Ne Zaman Kurtuluş Yoluna Girebiliriz?

📌Devletimizin, fuhuş bataklıklarına ruhsat ve polis koruması vermeyip, buralardan topladığı vergilerle memurun maaşını, devletin giderlerini karşılamadığı zaman!

📌Devletimizin, Anayasada gençleri kötü alışkanlıklardan koruma sözü verdiğini unutmayıp, Milli Piyango adıyla KUMARHANE işletmeciliğini bıraktığı zaman!

📌Devletimizin, bütün kötülüklerin anası, şiddet ve cinayetlerin azmettiricisi olan alkolle mücadele için, sadece zam yapmakla yetinmediği, içkinin hayatımızdan uzaklaşmasını sağladığı zaman.

📌Devletimizin, Aile Bakanlığı adı altında feminist ideoloji ve örgütlerin taşeronluğunu, yani aile ve erkek düşmanlığını resmen bıraktığı zaman!

📌Bir türlü Milli olamayan Eğitim sistemini, Fulbright sözleşmesiyle getirilen ABD hegemonyasından ve ateist bakış açısından kurtarıp, Milletin değerlerine dost nesiller yetiştirdiğimiz, mason ve rotaryen tarikatlara resmi izinle ifsad yetkisi vermeyi bıraktığımız zaman!

📌Adalet kelimesini sadece lafta bırakmadığımız, Allah’ın helal kıldıklarını yasak, haram kıldıklarını serbest ve hatta teşvik etmeyi terk ettiğimiz zaman!

📌Siyasi ve bürokratik makamları; eş, dost, aile, akraba, mezhep, tarikat, hemşeri ve meslektaş gibi kayırmacıların işgalinden kurtardığımız zaman!

📌Kriz ve darlık zamanlarında zor durumda kalan insanlarımıza en büyük müjde olarak, düşük FAİZLİ KREDİ illetini ilaç gibi göstermeyi terk ettiğimiz, ekonomiyi faiz çukurunda debelenmekten kurtardığımız zaman!

📌Piyasalar daraldığında genelde aynı açgözlü şirketlere kaynak aktarıp, yüzsüzce ödemedikleri vergileri affedip, SGK ya taktıkları borçları silmeyi, çalışanların maaşlarından ise her zaman aşırı yüksek ve peşin vergiler alarak süründürmeyi bıraktığımız zaman!

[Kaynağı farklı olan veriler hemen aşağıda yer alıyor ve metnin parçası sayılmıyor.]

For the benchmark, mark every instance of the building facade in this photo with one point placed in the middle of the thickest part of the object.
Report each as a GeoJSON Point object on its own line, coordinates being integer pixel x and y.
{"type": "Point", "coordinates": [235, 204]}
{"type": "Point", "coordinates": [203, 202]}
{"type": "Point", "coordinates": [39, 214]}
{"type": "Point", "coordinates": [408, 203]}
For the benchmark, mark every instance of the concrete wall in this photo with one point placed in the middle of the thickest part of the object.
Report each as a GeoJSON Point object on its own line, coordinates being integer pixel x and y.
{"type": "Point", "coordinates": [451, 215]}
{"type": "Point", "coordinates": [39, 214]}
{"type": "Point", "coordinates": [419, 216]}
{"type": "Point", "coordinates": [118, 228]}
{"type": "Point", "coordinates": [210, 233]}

📌Memlekete katabileceği yeni değeri kalmamış siyasi dinazorları, çeşitli yönetim kurullarına atayarak, ölene kadar milletin sırtından beslenmelerini engellediğimiz zaman!

📌Başlangıcı iyi niyetli de olsa, sonradan yanlış veya fahiş hesapların yapıldığı anlaşılan, müteahhitlerine gelir garantili köprü ve yolların, daha fazla Millete işkence olmasını önleyecek tedbirler almaktan çekinmediğimiz zaman!

📌TÜVTÜRK muayenesi gibi aleni, resmi ve zorunlu SOYGUNLARA dur diyebildiğimiz zaman!

📌Kırmızı çizginin sadece kadınlar için değil, tüm insanlar için çekilmesi gerektiğini, şiddetin cinsi ve ideolojisinin olamayacağını anladığımız ve konuşmaya başladığımız zaman!

📌Batıl ve sapkın zihniyetli Avrupa’dan devşirme kanun ve sözleşmelerle Müslüman Milletimizin huzur ve esenlik bulamayacağını, kendi kadim kültürümüzün ışığında mevzuat üretmemiz gerektiğini anladığımız zaman!

📌Müslüman halkımızın gıdasını, ilacını, medikal ürünlerini, temizlik maddelerini ve bilimum ürünlerini domuz ve domuz menşeli maddelerin işgalinden kurtardığımız, domuzun alternatifi helal ürünleri kullandırdığımız ve vitrin süsü olmaktan öteye gidemeyen Türkiye Helal Akreditasyon Kurumunu tam yetkili ve etkili çalıştırabildiğimiz zaman!

📌Getirildiğinden beri cinayet ve şiddet olaylarını patlatan, yuvaları dağıtan batıl ve sapkın davranışları meşrulaştıran İslam ve Aile düşmanı CEDAW-İstanbul Sözleşmelerini çöpe atabildiğimiz zaman!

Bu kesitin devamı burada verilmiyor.